О ЧЕМ БЫ ОН МОГ РАССКАЗАТЬ…

Отец проектировал алюминиевые заводы, но, когда поднимались их корпуса, нигде — ни на кирпиче, ни на крыше, ни на трубе — не было написано, что тут есть частица и его, отцовского, труда. К тому же Колькиных приятелей по двору вообще не пускали на территорию завода, и они не могли удостовериться в том, что отец занят большим и важным делом. А то, что без Колькиной мамы дворовая волейбольная команда не может сражаться со своими противниками, знали все.

Колькину маму никто по имени-отчеству не величал, все, даже ребята, называли ее просто Лелей… «Вот придет наша Леля с работы, мы вам покажем!» — кричали они волейболистам соседнего двора. И Колька ходил гордый, будто это он сам умел гасить так, что все игроки по ту сторону сетки боязливо приседали на корточки; будто он сам умел принимать труднейшие мячи, а подавал так, что мяч стремительным черным ядром пролетал в нескольких миллиметрах над сеткой, чудом умудряясь не задеть ее.

Мама выбегала во двор в узких спортивных брюках и в тенниске. Болельщики встречали ее нетерпеливым гулом радости, но она прежде всего разыскивала Кольку и усаживала его в самый первый ряд зрителей: на садовую скамейку, на забор или прямо на траву… И тут уж Колька сидел скромно, строго, не выражая своего торжества, а только изредка обменивался взглядами с мамой, которая, казалось, молча спрашивала его: «Ну, как? Ты доволен мною?»
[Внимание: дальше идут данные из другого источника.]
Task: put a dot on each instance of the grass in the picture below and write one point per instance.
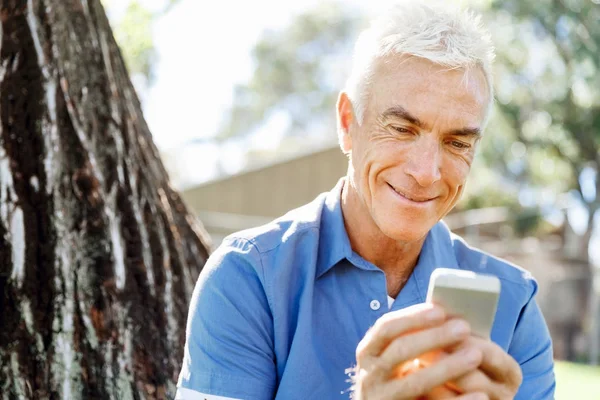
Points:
(577, 381)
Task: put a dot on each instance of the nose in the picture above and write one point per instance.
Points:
(423, 164)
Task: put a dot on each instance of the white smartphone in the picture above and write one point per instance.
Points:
(468, 295)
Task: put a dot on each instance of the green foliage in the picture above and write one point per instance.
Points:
(134, 36)
(548, 85)
(576, 381)
(298, 70)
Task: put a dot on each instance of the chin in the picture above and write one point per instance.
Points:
(404, 229)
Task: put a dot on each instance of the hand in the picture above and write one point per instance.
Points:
(404, 335)
(498, 376)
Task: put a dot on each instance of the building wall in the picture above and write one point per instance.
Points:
(273, 190)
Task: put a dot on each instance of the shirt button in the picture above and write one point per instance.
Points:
(375, 305)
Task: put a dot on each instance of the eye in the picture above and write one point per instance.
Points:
(457, 144)
(400, 129)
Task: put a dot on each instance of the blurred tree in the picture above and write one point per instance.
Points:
(98, 254)
(548, 90)
(298, 72)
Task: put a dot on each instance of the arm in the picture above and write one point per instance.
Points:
(229, 336)
(531, 347)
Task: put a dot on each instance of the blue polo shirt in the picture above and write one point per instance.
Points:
(278, 310)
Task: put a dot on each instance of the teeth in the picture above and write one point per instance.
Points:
(406, 196)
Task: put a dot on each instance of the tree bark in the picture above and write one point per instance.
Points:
(98, 254)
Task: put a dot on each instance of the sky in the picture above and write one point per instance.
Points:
(203, 51)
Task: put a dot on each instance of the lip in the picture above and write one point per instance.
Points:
(411, 198)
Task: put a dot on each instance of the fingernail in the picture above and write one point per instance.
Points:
(471, 356)
(435, 314)
(459, 327)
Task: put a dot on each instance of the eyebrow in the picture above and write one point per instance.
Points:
(401, 113)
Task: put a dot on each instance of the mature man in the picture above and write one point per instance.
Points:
(283, 310)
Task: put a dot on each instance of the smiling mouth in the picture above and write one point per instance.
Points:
(416, 199)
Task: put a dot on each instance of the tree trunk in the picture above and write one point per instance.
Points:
(98, 254)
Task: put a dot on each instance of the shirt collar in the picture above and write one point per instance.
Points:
(334, 244)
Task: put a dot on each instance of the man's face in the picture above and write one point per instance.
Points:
(413, 151)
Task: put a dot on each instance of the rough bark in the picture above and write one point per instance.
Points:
(98, 254)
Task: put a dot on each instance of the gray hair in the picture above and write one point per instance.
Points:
(449, 36)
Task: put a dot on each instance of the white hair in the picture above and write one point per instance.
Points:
(449, 36)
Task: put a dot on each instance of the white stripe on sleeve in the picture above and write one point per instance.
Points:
(188, 394)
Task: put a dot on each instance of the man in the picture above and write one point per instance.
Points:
(282, 311)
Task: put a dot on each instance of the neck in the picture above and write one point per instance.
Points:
(396, 258)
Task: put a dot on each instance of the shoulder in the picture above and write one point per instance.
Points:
(286, 230)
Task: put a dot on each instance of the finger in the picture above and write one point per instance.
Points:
(476, 381)
(496, 363)
(473, 396)
(393, 324)
(424, 380)
(413, 345)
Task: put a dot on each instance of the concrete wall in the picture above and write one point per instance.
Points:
(273, 190)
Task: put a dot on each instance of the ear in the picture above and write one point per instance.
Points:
(345, 118)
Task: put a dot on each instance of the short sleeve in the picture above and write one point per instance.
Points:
(229, 336)
(531, 346)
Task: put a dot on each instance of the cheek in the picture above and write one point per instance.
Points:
(456, 175)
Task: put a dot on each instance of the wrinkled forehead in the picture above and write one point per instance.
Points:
(403, 80)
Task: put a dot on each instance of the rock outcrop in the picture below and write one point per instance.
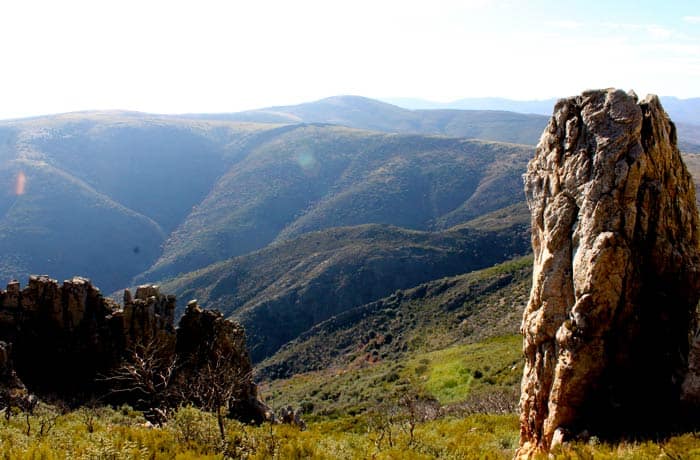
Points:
(68, 340)
(615, 281)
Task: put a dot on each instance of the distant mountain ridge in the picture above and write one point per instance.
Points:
(680, 110)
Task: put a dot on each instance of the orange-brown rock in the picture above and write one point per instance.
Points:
(67, 340)
(615, 281)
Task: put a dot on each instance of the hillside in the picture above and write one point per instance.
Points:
(680, 110)
(315, 177)
(466, 308)
(101, 191)
(363, 113)
(306, 280)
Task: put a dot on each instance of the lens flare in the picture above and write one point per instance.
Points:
(20, 183)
Это было давно, в далеком северном городе, откуда Колька уже уехал, но он помнил все очень ясно и знал, что не забудет этого никогда…
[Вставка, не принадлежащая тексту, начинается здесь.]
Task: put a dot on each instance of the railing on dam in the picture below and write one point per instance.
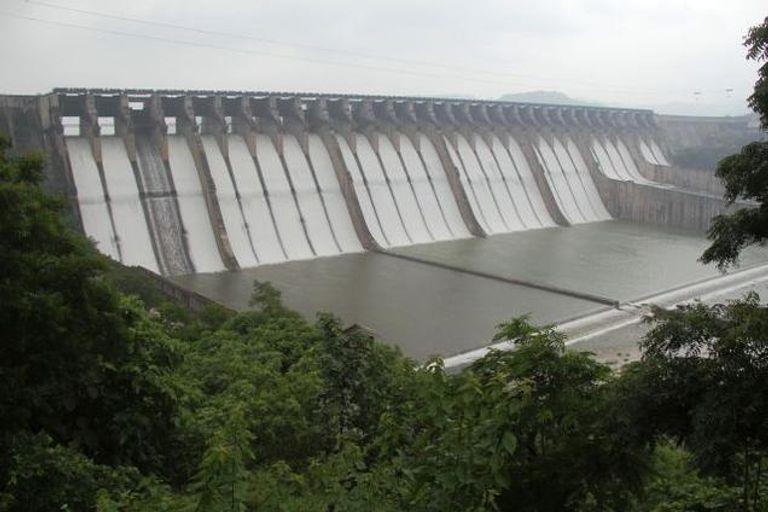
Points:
(202, 181)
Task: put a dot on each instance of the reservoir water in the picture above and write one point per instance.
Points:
(432, 310)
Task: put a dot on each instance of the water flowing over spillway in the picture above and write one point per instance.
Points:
(90, 193)
(129, 213)
(164, 217)
(191, 202)
(281, 199)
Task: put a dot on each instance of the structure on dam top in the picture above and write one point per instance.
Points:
(203, 181)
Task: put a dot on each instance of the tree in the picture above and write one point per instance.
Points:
(701, 382)
(78, 360)
(745, 175)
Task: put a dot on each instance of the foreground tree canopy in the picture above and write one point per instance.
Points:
(112, 399)
(745, 175)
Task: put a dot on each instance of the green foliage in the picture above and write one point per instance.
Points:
(42, 475)
(677, 486)
(77, 360)
(530, 429)
(106, 405)
(702, 381)
(745, 175)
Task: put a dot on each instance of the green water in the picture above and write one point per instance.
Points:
(428, 310)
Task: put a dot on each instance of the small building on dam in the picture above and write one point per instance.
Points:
(428, 221)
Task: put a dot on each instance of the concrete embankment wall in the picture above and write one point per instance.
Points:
(696, 180)
(246, 179)
(662, 206)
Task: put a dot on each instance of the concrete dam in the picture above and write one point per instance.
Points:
(389, 211)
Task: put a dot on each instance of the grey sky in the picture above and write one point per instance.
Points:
(630, 52)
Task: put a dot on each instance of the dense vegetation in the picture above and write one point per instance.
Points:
(745, 175)
(112, 399)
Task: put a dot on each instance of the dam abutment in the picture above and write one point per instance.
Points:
(209, 181)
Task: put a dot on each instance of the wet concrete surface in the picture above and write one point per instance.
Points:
(615, 259)
(424, 310)
(427, 310)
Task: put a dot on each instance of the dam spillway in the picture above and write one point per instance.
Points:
(427, 220)
(193, 182)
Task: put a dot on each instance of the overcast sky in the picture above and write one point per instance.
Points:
(674, 55)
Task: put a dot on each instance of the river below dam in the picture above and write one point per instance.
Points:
(447, 297)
Отец был намного старше мамы. Он не умел играть в волейбол, плавать диковинным стилем баттерфляй и бегать на лыжах так хорошо, как умела мама. И мама почему-то не заставляла его учиться всему этому. Но зато она научила его тоже ходить в спортивной майке с распахнутым воротом, долго гулять перед сном и делать по утрам гимнастику (она вытаскивала на середину комнаты сразу три коврика — для себя, для отца и, совсем маленький, для Кольки.

А еще она научила отца судить волейбольные матчи. И когда отец со свистком во рту усаживался сбоку возле сетки, он тоже казался Кольке, а может быть, и всем остальным, совсем молодым человеком. И его в те минуты тоже хотелось называть просто по имени… Хотя никто его все же так не называл.
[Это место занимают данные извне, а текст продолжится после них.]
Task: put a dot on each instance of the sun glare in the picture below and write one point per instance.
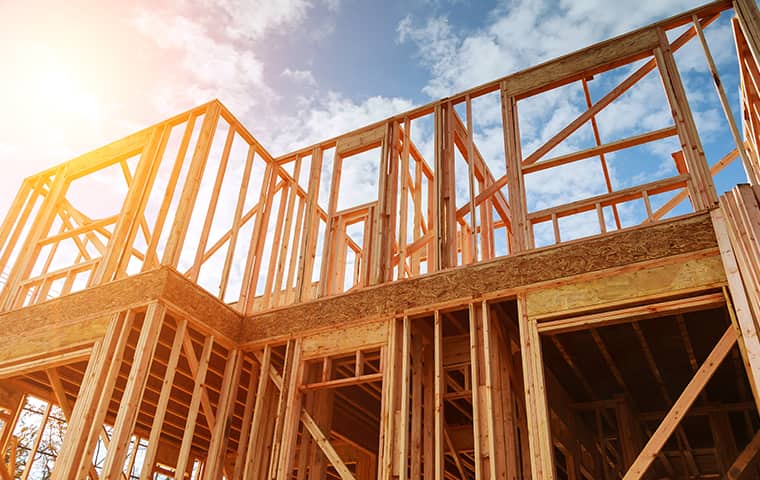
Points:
(53, 86)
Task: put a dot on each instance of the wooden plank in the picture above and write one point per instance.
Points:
(632, 314)
(681, 405)
(739, 307)
(690, 275)
(217, 453)
(539, 436)
(166, 388)
(326, 447)
(129, 404)
(345, 339)
(616, 250)
(192, 415)
(745, 459)
(175, 243)
(438, 392)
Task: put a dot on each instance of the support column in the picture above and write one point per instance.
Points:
(445, 223)
(537, 411)
(521, 235)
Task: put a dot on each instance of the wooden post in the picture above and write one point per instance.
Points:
(129, 405)
(704, 195)
(537, 411)
(681, 406)
(384, 234)
(41, 226)
(225, 409)
(163, 401)
(439, 391)
(308, 248)
(520, 235)
(97, 386)
(192, 184)
(195, 403)
(445, 224)
(738, 304)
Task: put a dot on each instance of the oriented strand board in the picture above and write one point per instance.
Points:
(627, 287)
(658, 241)
(345, 339)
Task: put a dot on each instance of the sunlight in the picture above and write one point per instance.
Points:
(51, 82)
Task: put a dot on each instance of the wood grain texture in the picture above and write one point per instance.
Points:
(680, 236)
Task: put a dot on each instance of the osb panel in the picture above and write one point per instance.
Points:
(95, 302)
(55, 338)
(345, 339)
(627, 287)
(657, 241)
(210, 314)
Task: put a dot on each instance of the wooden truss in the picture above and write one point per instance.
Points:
(224, 313)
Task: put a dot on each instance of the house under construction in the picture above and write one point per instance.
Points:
(234, 315)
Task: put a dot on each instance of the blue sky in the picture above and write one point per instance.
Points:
(296, 71)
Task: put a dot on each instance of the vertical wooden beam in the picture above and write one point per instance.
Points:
(258, 238)
(384, 234)
(224, 411)
(748, 17)
(751, 173)
(439, 391)
(403, 409)
(537, 411)
(40, 227)
(254, 458)
(745, 459)
(163, 401)
(151, 255)
(682, 405)
(520, 239)
(704, 195)
(444, 191)
(246, 433)
(129, 406)
(236, 223)
(200, 251)
(94, 395)
(329, 244)
(36, 444)
(404, 205)
(192, 184)
(738, 304)
(417, 351)
(292, 413)
(481, 405)
(187, 438)
(389, 409)
(307, 251)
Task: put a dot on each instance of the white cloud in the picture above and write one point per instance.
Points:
(301, 76)
(329, 115)
(519, 35)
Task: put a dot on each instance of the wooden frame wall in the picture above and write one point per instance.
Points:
(293, 249)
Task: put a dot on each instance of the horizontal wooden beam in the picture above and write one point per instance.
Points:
(632, 314)
(501, 277)
(650, 284)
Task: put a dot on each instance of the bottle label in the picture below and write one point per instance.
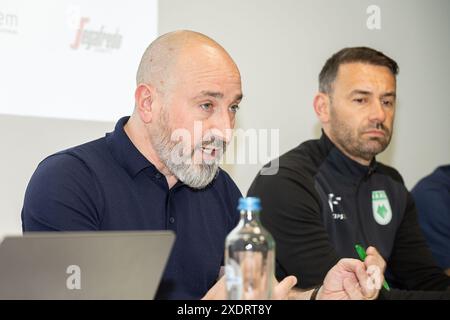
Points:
(233, 278)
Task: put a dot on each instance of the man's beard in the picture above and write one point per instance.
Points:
(354, 143)
(178, 157)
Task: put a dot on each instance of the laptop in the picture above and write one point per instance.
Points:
(83, 265)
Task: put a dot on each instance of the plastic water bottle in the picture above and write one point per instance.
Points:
(249, 255)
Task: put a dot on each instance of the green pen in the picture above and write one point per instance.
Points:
(362, 255)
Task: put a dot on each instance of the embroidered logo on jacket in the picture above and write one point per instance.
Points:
(381, 208)
(335, 207)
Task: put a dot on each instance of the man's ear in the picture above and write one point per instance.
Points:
(144, 97)
(322, 107)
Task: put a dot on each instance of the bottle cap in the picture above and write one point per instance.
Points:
(249, 204)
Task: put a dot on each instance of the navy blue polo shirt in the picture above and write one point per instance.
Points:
(432, 197)
(107, 184)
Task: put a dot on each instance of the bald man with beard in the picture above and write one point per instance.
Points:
(158, 170)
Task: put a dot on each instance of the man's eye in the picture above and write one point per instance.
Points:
(234, 108)
(387, 103)
(360, 100)
(206, 106)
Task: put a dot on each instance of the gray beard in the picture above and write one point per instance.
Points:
(179, 161)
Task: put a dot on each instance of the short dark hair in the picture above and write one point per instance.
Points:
(348, 55)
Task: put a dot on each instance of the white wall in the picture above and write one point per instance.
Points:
(280, 47)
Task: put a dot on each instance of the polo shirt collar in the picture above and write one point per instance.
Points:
(343, 163)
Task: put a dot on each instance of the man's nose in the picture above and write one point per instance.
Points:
(223, 126)
(377, 112)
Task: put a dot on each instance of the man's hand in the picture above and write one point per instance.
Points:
(280, 289)
(350, 279)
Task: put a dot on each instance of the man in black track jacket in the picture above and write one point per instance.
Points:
(327, 195)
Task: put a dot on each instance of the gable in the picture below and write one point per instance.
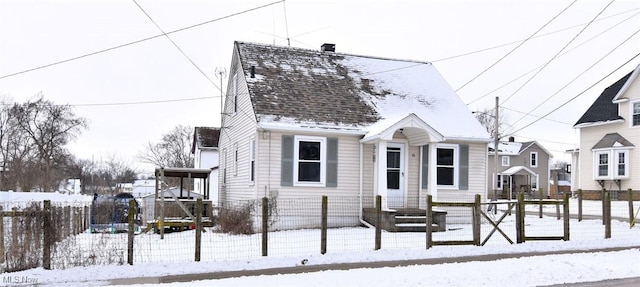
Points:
(304, 88)
(604, 109)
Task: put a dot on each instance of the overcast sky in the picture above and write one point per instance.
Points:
(132, 94)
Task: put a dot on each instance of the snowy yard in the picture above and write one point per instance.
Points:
(223, 252)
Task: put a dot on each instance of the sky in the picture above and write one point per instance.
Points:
(519, 271)
(542, 58)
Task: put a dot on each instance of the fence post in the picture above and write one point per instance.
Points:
(429, 221)
(541, 191)
(46, 236)
(265, 226)
(378, 241)
(131, 213)
(579, 205)
(607, 215)
(630, 193)
(323, 225)
(520, 219)
(198, 229)
(1, 234)
(565, 203)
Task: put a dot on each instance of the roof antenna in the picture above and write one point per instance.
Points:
(286, 24)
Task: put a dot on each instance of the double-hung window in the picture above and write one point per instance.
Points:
(611, 164)
(533, 159)
(635, 114)
(309, 160)
(447, 165)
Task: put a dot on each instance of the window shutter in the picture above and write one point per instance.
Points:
(286, 169)
(425, 166)
(332, 162)
(463, 175)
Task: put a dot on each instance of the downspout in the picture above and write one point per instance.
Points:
(361, 189)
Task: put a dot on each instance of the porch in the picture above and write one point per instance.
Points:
(406, 219)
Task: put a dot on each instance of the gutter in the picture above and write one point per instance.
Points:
(361, 189)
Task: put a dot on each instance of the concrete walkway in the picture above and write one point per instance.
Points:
(377, 264)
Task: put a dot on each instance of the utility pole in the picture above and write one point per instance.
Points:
(496, 139)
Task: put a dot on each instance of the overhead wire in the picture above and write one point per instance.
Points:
(564, 53)
(137, 41)
(176, 45)
(579, 94)
(557, 54)
(516, 47)
(578, 76)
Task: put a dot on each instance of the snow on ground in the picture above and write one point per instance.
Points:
(524, 271)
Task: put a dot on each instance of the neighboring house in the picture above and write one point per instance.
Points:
(522, 166)
(305, 123)
(206, 156)
(608, 156)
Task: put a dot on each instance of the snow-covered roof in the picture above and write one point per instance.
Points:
(301, 88)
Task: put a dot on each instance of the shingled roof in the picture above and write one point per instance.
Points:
(603, 109)
(205, 137)
(324, 89)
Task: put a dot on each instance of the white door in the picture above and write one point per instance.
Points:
(395, 175)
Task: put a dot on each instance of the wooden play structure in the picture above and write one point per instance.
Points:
(174, 209)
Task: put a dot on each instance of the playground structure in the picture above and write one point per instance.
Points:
(177, 212)
(110, 214)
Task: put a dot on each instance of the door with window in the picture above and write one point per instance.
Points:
(395, 175)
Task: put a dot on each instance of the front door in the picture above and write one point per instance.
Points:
(395, 175)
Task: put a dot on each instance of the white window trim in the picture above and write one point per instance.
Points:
(596, 164)
(252, 160)
(506, 160)
(631, 113)
(612, 165)
(456, 165)
(616, 161)
(323, 160)
(531, 155)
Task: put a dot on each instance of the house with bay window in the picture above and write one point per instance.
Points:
(301, 123)
(608, 156)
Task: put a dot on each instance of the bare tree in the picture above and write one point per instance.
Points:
(35, 149)
(487, 119)
(173, 150)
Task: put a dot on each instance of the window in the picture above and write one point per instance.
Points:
(505, 160)
(534, 182)
(252, 160)
(622, 168)
(611, 164)
(234, 91)
(224, 167)
(446, 164)
(603, 164)
(533, 159)
(235, 159)
(635, 114)
(309, 160)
Зато вслед за мамой все уважительно именовали его: «О, справедливейший из справедливых!» И папин свисток был для спортсменов законом. Возвращаясь домой после волейбольного сражения или вечерней прогулки, отец часто говорил маме: «Мне снова легко дышится… Снова легко!» И это было очень важно для отца, потому что у него была бронхиальная астма.

Ну, а дома судьей была мама. Она никогда не давала громкого свистка, никогда не напоминала вслух о правилах жизни, но отец и Колька всегда весело и добровольно подчинялись ее решениям, потому что эти решения были справедливы. Мама тоже часто повторяла: «Это справедливо!» Или: «Это несправедливо!» И Колька сейчас злился на Олю Воронец еще и за то, что она, как ему казалось, присвоила любимое мамино слово.

Мама работала воспитательницей в детском саду. И маленький Колька был у нее в группе. Иногда он обижался, что к остальным пятнадцати малышам мама была так же внимательна, как и к нему. А может быть, даже еще внимательнее. Когда однажды он разревелся по этой причине, мама высоко подняла его и, серьезно глядя ему в глаза, сказала: «У меня нет никого роднее тебя. И не будет. Запомни это». Колька успокоился. И запомнил.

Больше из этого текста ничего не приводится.